David Youens is a research Associate at Curtin University’s School of Population Health and PhD candidate. David’s PhD focuses on the impacts of continuity of care with the general practitioner on patient health and hospitalisation. David has published economic evaluations of psychosocial interventions as part of clinical trials. David’s research interests include avoidable hospitalisation among chronically ill patients and economic evaluation of healthcare programs.

Email: david.youens@curtin.edu.au

Michael is an applied economist who works in the area of non market valuation, and especially with discrete choice experiments. He has a PhD from the University of Manchester, and maintains strong research links with colleagues there. He has been involved in major research projects in the UK funded by the Food Standards Agency into the costs of food borne disease, and campylobacter. He is also a member of the FSANZ Social Science and Economics Advisory Group.

Email: michael.burton@uwa.edu.au

Associate Professor Delia Hendrie is part of the Health Economics and Data Analytics group at Curtin’s School of Population Health. She is a health economist and teaches on the following units: Health Economics, Economic Evaluation and Decision Making in Health, Strategic and Operational Health Management and Organisation of Health Care Systems. One of Delia’s main research interests is in policy and program evaluation, in particular in relation to evaluating their effectiveness and cost-effectiveness. Another area of interest is in health policy and systems research, with a particular focus on health care financing and the allocation of health care resources.
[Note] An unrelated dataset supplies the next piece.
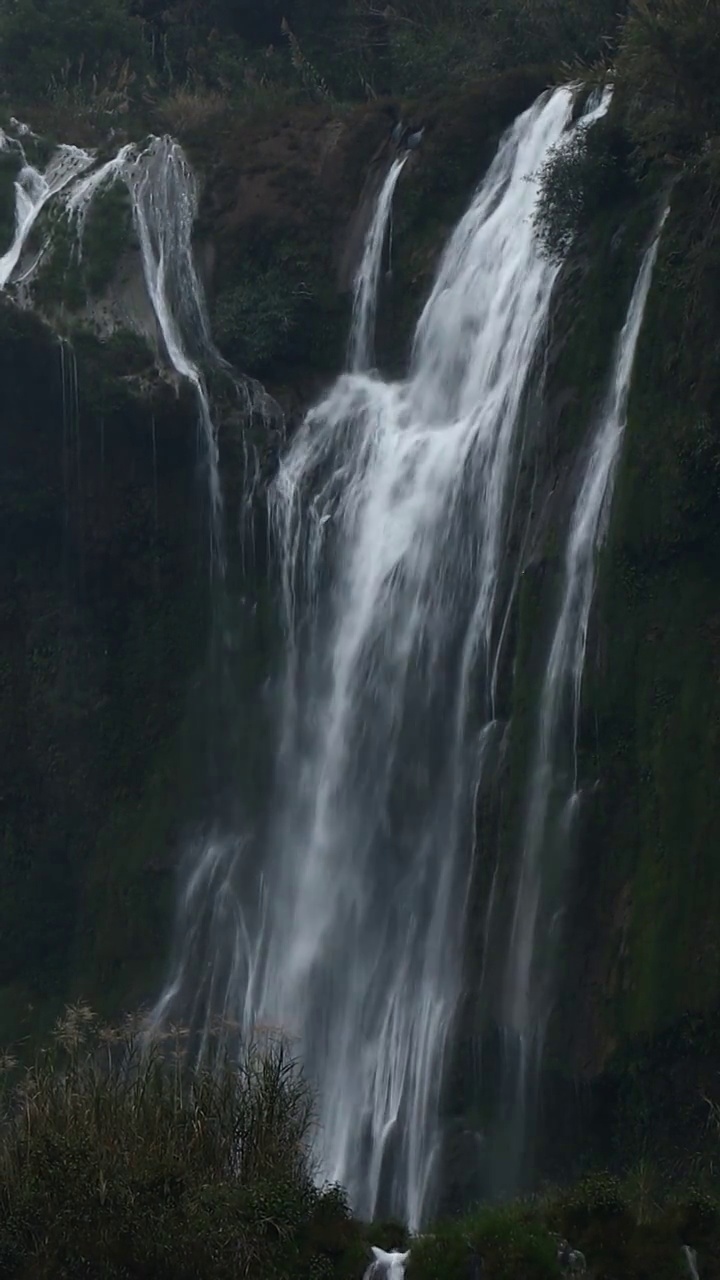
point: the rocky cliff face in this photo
(105, 599)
Email: D.V.Hendrie@curtin.edu.au

Huong Le is an economist, a statistician and data analyst at Telethon Kids Institute and The University of Western Australia. She completed her PhD in Economics from The Australian National University and possesses strong analytical and advanced econometric modelling skills. Health economics is her strong research interest. Her research has been published in high-impact journals including Health Economics, American Journal of Health Economics, Review of Income and Wealth and Journal of Population Economics. Her current research focus is using large longitudinal linked data sets to analyse socio-economics issues with focus on topics in the fields of inequality, health, labour, development, and policy impact evaluations.

Email: Huong.Le@telethonkids.org.au

Michael is a Senior Lecturer in the Department of Economics at the University of Western Australia, Perth, Australia. His broad research interests are in health economics and applied econometrics. He has a particular interest in the economics of disability and how health (disability) impacts on economic and social wellbeing. His research has been funded by the Economic and Social Research Council (UK), World Health Organization, Australian Department of Foreign Affairs and Trade, and WA Health.
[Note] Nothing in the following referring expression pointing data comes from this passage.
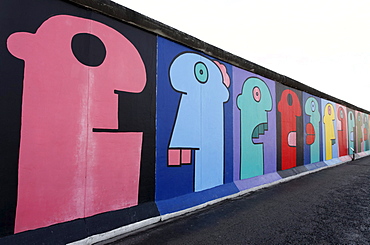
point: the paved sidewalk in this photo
(328, 207)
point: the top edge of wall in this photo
(134, 18)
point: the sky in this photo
(324, 44)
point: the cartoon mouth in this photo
(310, 131)
(292, 139)
(259, 130)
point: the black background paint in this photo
(136, 113)
(300, 133)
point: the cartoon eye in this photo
(201, 72)
(313, 106)
(329, 110)
(256, 94)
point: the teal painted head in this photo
(254, 103)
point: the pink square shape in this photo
(174, 157)
(186, 156)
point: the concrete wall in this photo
(107, 123)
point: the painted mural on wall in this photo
(330, 138)
(104, 121)
(192, 92)
(254, 125)
(289, 127)
(312, 129)
(80, 152)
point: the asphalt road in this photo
(328, 207)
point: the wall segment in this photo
(113, 118)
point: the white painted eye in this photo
(201, 72)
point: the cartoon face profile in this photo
(289, 107)
(199, 125)
(342, 131)
(313, 128)
(359, 127)
(254, 103)
(351, 132)
(69, 102)
(329, 117)
(366, 132)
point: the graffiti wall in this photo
(106, 124)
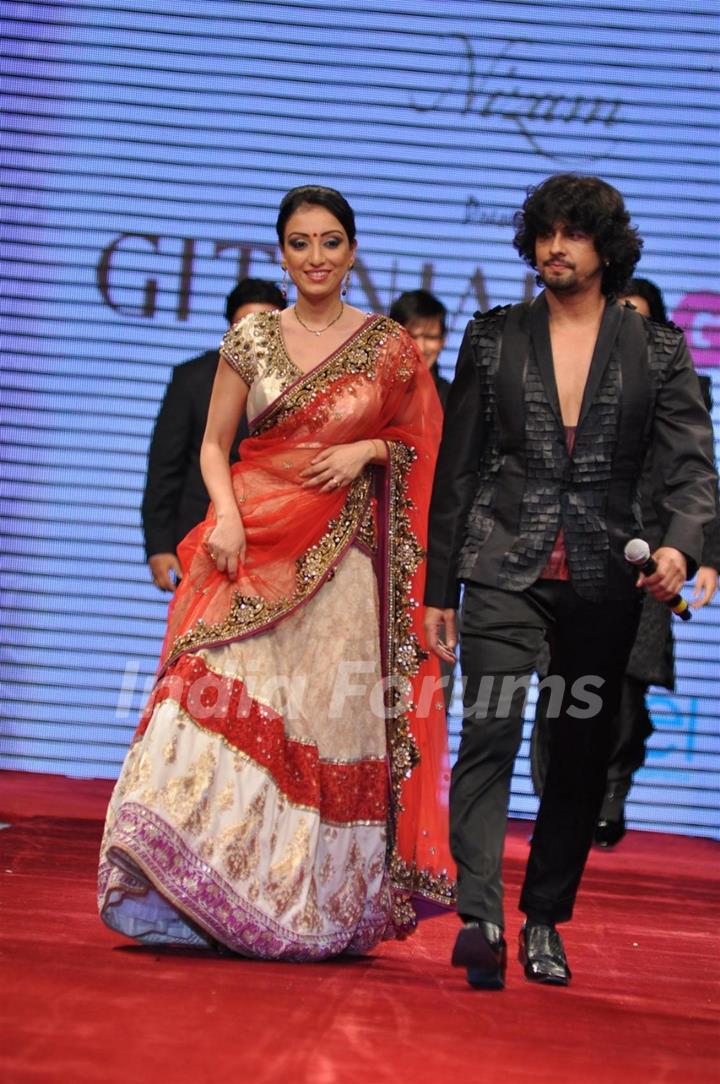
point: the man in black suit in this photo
(175, 498)
(552, 410)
Email: michael.palmer@uwa.edu.au

Francis is Research Program Head – Population Health at Telethon Kids Institute (TKI); Adjunct Associate Professor, Centre for Child Health Research, at The University of Western Australia; and Associate Professor in the ARC Life Course Centre. He began as a graduate economist at the Australian Bureau of Statistics (ABS) in 1994, working on national accounts and economic and social surveys before entering academia at TKI in 2008. Francis has over 25 years of experience in large-scale population surveys, linked administrative data, economic and social policy evaluation, and policy translation, with a focus on physical and mental health, Indigenous health, social disadvantage and life course trajectories of children and families. He is interested in economic techniques that support evidence-based and cost-effective public policy.